Jenö

Sturm zog auf…und wir hatten noch keinen sicheren Standplatz

21 Meter pro Sekunde waren für die Nacht angekündigt, in Böen sogar mehr.

Das ist in etwa Windstärke 9.

Bei einem ähnlichen Sturm ein paar Wochen zuvor, war eine schicke Luxushütte mitsamt 4 Franzosen ins Meer geweht worden. War natürlich ein großes Thema hier auf den Lofoten, vor allem weil die Hütte wohl nicht offiziell genehmigt war.

Auf jeden Fall hatten wir noch keinen Standplatz. War ja auch noch früh am Vormittag

Und überhaupt. Was macht man an einem trüben, grauen, verregneten Tag auf den Lofoten, wenn man eben erst angekommen ist?

In Reine hatte immerhin die Touristinfo auf. Was ein Wunder war. Weil sonst nichts auf hatte. 

Die klappen hier im Winter die Bürgersteige hoch, auch tagsüber. 

Und in der Touristinfo, die gleichzeitig auch noch Galerie und Naturschutzzentrum ist, trafen wir Jenö, der uns zum Studententarif reinließ.

Weil wir seine ersten Kunden waren an diesem trüben Tag.

Toller Typ. Aus Ungarn. Hat auf den Lofoten erst als Kellner gearbeitet, dann in der Fischfabrik und jetzt hat er seinen Traumjob gefunden, wie er sagt. 

Auf jeden Fall haben wir uns erstmal die Lofoten in 3D angeschaut, dann die Bilder in der Galerie, wir haben über die Geschichte der Fischerei auf den Lofoten gelesen und über Mikroplastik an den Stränden. 

Und wir haben mit Jenö gesprochen. Über ne Stunde. Dann kam noch Hugo auf einen Kaffee rein. Zimmerman aus der Schweiz, der hier schon lange lebt.

Wir haben noch mal ne halbe Stunde geredet und irgendwie wollten wir gar nicht gehen. War irgendwie so gemütlich und draußen wurde es immer dunkler. 

Ob er nicht einen Tip für uns hätte, wollte Thea wissen. 

Wegen des Sturms. Wo wir mit der Minna sicher stehen könnten.

"Hier", hat Jenö gesagt. 

"Wie hier?" 

"Hier, direkt neben dem Eingang. Vor der Tür. Auf dem Hof."

Ich konnte das irgendwie nicht glauben. 

Auf jeden Fall wollte ich ganz sicher nicht zu den WoMo-Fahrern gehören, die sich überall hinstellen.
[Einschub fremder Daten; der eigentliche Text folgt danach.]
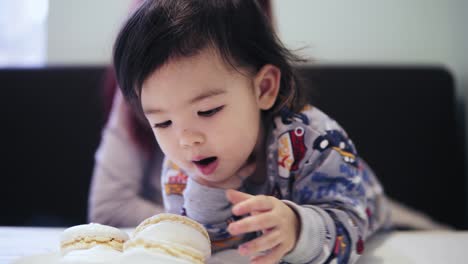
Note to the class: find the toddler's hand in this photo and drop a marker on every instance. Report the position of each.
(275, 219)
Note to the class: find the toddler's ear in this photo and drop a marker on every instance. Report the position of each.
(266, 85)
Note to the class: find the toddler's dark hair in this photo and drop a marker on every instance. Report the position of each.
(161, 30)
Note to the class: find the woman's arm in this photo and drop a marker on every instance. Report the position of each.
(118, 175)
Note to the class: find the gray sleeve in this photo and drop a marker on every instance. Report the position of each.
(118, 173)
(315, 225)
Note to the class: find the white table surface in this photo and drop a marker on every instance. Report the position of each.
(394, 247)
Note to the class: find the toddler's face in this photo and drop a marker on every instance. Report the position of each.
(205, 115)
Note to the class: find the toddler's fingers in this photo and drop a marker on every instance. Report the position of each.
(262, 221)
(273, 256)
(257, 203)
(265, 242)
(236, 197)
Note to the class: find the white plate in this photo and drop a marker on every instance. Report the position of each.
(224, 257)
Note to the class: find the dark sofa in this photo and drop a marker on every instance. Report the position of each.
(402, 120)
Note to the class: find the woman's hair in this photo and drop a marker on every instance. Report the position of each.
(160, 31)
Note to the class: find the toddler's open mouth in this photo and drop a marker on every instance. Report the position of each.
(207, 165)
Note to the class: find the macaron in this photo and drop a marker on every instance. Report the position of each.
(170, 235)
(88, 236)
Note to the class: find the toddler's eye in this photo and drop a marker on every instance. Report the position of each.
(163, 124)
(210, 112)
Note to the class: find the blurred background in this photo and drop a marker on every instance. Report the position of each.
(57, 33)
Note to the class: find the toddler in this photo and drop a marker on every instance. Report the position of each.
(245, 155)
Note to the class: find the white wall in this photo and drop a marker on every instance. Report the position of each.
(82, 32)
(358, 31)
(376, 32)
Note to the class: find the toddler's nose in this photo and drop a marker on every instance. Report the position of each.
(191, 138)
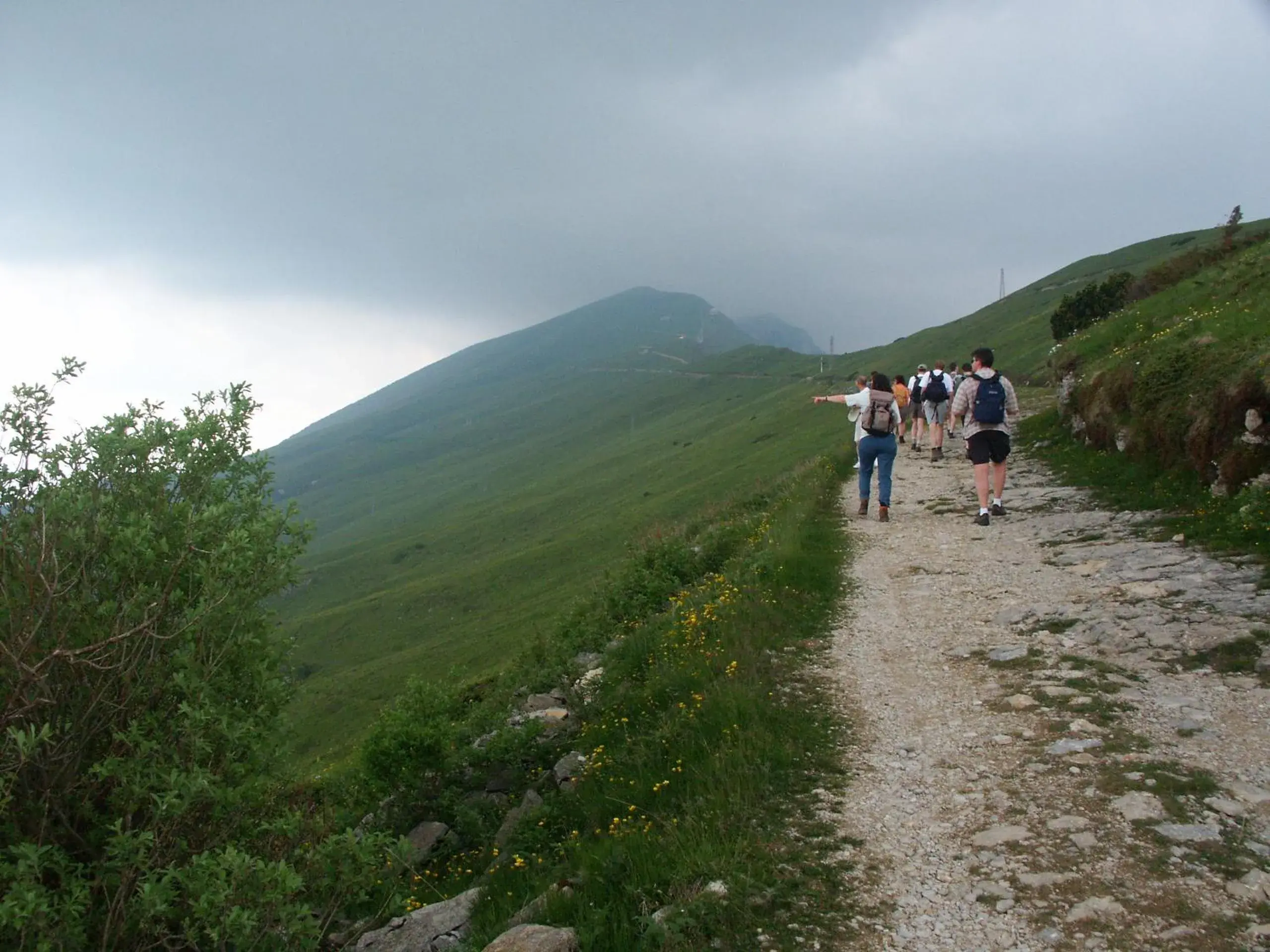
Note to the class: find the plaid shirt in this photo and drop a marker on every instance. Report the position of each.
(963, 404)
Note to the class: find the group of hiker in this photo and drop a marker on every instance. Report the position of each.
(934, 400)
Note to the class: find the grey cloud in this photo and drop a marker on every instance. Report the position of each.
(863, 169)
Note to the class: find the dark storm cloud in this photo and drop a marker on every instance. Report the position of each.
(502, 162)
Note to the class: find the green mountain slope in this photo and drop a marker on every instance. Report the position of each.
(461, 509)
(771, 330)
(1017, 327)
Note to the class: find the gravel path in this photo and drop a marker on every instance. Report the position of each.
(1043, 760)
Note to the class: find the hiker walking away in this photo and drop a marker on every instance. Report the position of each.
(937, 400)
(987, 405)
(876, 438)
(915, 397)
(958, 380)
(902, 400)
(956, 377)
(854, 414)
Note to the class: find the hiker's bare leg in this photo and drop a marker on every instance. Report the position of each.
(981, 483)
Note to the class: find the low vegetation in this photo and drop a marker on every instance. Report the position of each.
(1166, 403)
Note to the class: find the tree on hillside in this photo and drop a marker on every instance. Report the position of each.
(1232, 226)
(1090, 305)
(140, 682)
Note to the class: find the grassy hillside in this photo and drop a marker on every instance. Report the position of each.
(1162, 390)
(1017, 327)
(454, 527)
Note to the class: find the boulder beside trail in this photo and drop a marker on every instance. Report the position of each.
(421, 930)
(426, 837)
(530, 801)
(535, 939)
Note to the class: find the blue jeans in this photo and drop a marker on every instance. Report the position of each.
(881, 450)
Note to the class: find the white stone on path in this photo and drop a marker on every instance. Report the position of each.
(1248, 792)
(1230, 808)
(1067, 823)
(1139, 805)
(1043, 880)
(1095, 908)
(997, 835)
(1072, 746)
(1189, 833)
Muß vor allem im Sommer wie eine Art Heimsuchung sein. Hey, die überrennen diesen Ort förmlich. Fluch und Segen gleichermaßen. 

"Du bringst Deine Tochter kurz zur Schule und wenn Du zurückkommst, steht einer in Deiner Einfahrt."

Jenö erzählte das mit einem milden Lächeln. 

"Und wie findest Du das", wollte ich wissen.

"Naja, wir leben schließlich von denen", antwortete Jenö

"Fischfang und Tourismus. Mehr gibt es hier nicht."

 

Was denn die Nachbarn dazu sagen, wenn wir uns in den Hof stellen.

Ich konnte irgendwie nicht locker lassen. 

Jenö lachte. 

Als Ungar sei er ja Experte für Paranoia. 

Wegen der Nachbarn bräuchte ich mir wirklich keine Sorgen machen. 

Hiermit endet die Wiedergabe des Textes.